Durante el primer año la compañía presidida por el científico costarricense se dedicó a acondicionar los equipos experimentales del laboratorio en Houston. Dentro de las tareas que se cumplieron en esta primera etapa se incluyen la readecuación de las cámaras al vacío que simulan las condiciones del espacio, único lugar donde el prototipo de plasma funciona.

También se reacondicionaron sistemas de control y se pusieron nuevamente en funcionamiento unos imanes, llamados magnetos super conductores, que son importantes en la experimentación.
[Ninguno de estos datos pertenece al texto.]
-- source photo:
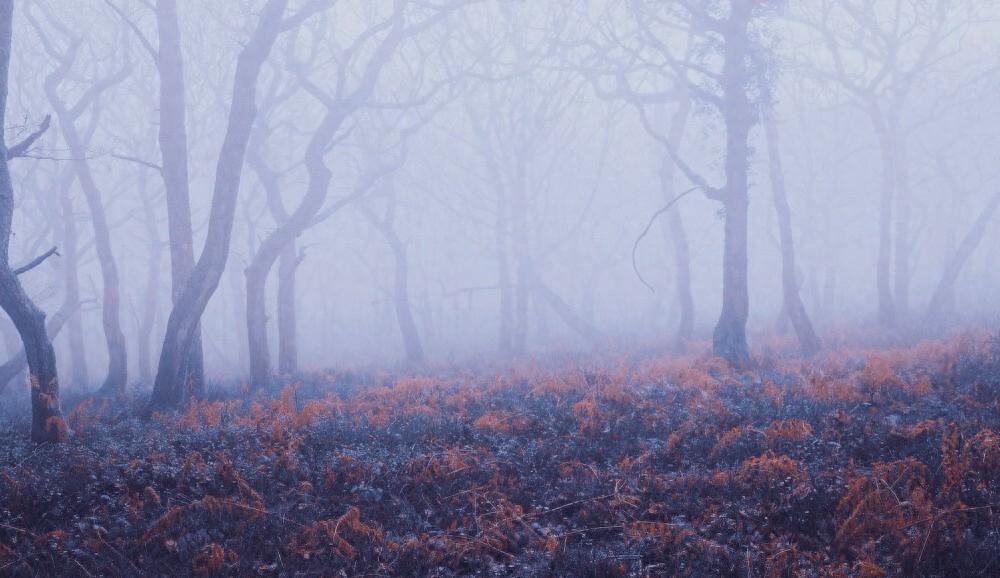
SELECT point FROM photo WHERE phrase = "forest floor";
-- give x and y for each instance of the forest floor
(858, 463)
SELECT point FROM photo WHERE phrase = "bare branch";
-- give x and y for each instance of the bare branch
(37, 261)
(21, 148)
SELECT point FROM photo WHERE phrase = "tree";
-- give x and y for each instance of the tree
(727, 70)
(47, 424)
(879, 53)
(67, 116)
(172, 384)
(340, 103)
(793, 307)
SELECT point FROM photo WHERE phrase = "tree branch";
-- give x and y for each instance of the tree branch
(37, 261)
(21, 148)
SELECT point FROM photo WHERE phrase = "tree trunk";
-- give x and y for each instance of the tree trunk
(729, 339)
(288, 344)
(18, 362)
(173, 383)
(174, 155)
(151, 304)
(286, 233)
(47, 424)
(117, 376)
(412, 345)
(944, 293)
(886, 307)
(902, 256)
(793, 307)
(682, 252)
(70, 261)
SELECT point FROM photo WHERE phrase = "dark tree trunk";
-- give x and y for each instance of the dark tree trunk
(173, 382)
(47, 424)
(174, 154)
(793, 307)
(729, 339)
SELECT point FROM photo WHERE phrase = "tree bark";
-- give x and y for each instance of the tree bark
(886, 306)
(71, 279)
(944, 293)
(151, 301)
(288, 342)
(729, 339)
(47, 424)
(117, 375)
(174, 155)
(173, 383)
(809, 342)
(678, 235)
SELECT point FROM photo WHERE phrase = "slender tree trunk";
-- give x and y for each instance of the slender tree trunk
(412, 345)
(902, 256)
(288, 344)
(174, 154)
(682, 252)
(151, 301)
(886, 307)
(286, 233)
(505, 337)
(793, 307)
(729, 339)
(71, 278)
(522, 259)
(172, 379)
(117, 376)
(14, 367)
(944, 293)
(47, 424)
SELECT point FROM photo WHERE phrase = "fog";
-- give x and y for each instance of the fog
(446, 182)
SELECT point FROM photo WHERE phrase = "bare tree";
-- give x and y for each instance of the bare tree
(68, 115)
(47, 424)
(879, 53)
(172, 384)
(793, 307)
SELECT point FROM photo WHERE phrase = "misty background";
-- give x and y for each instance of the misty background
(505, 141)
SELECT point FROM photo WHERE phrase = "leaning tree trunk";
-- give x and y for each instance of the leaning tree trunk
(944, 294)
(271, 247)
(729, 339)
(678, 235)
(173, 383)
(174, 155)
(15, 366)
(117, 376)
(71, 278)
(47, 424)
(793, 307)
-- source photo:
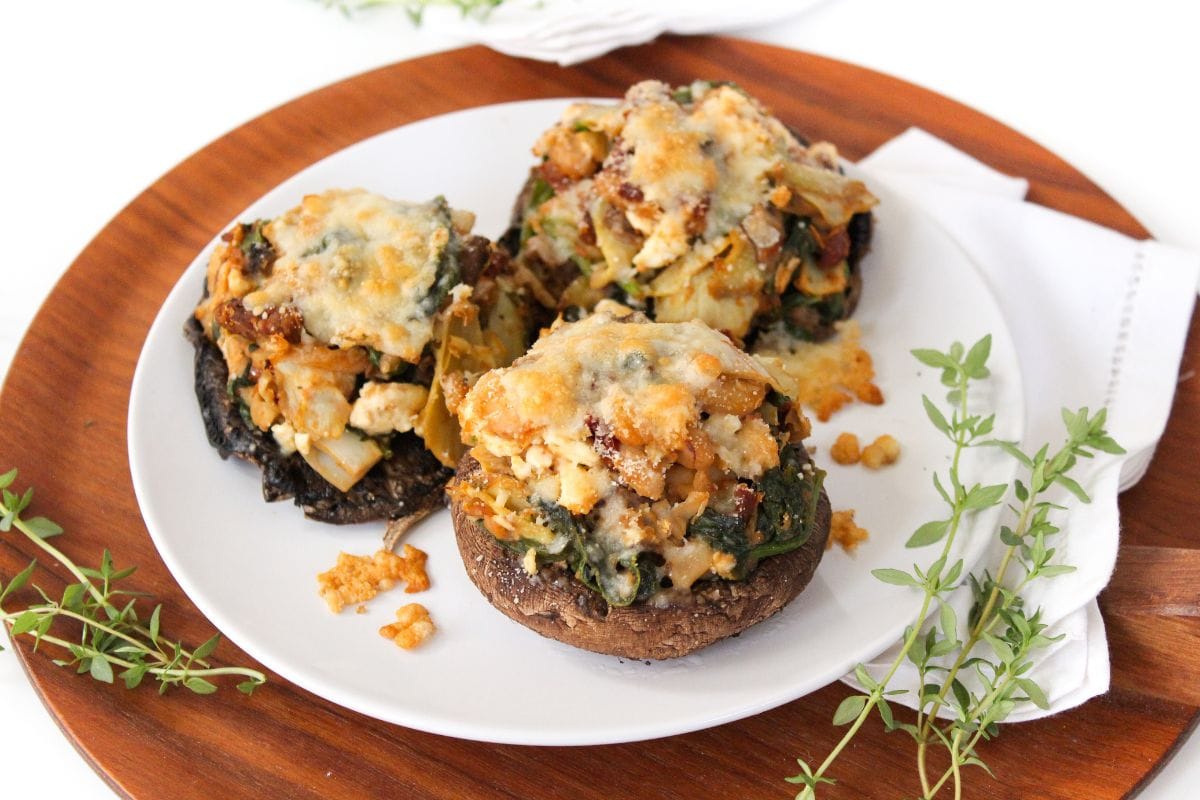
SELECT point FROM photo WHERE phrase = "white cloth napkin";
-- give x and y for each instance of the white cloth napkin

Adicionalmente, se diseñaron y construyeron las piezas que conforman la parte interna del motor de plasma, conocido como rocket core.

En el segundo año, se realizaron las primeras pruebas de preparación para hacer más sostenido el disparo del prototipo del motor, pasando de milisegundos a un hora.

El aporte económico de la NASA para el proyecto es de $10 millones, los cuales se han ido entregando en tractos durante los últimos tres años del contrato y tras revisión constante de resultados, según cronograma.

La tecnología que desarrolla Ad Astra Rocket permitirá el transporte de cargas grandes en el espacio de forma económica y eficiente.

Algunas de las capacidades del motor de plasma es mantener en órbita estaciones espaciales con miras al desarrollo futuro de más proyectos aeronáuticos.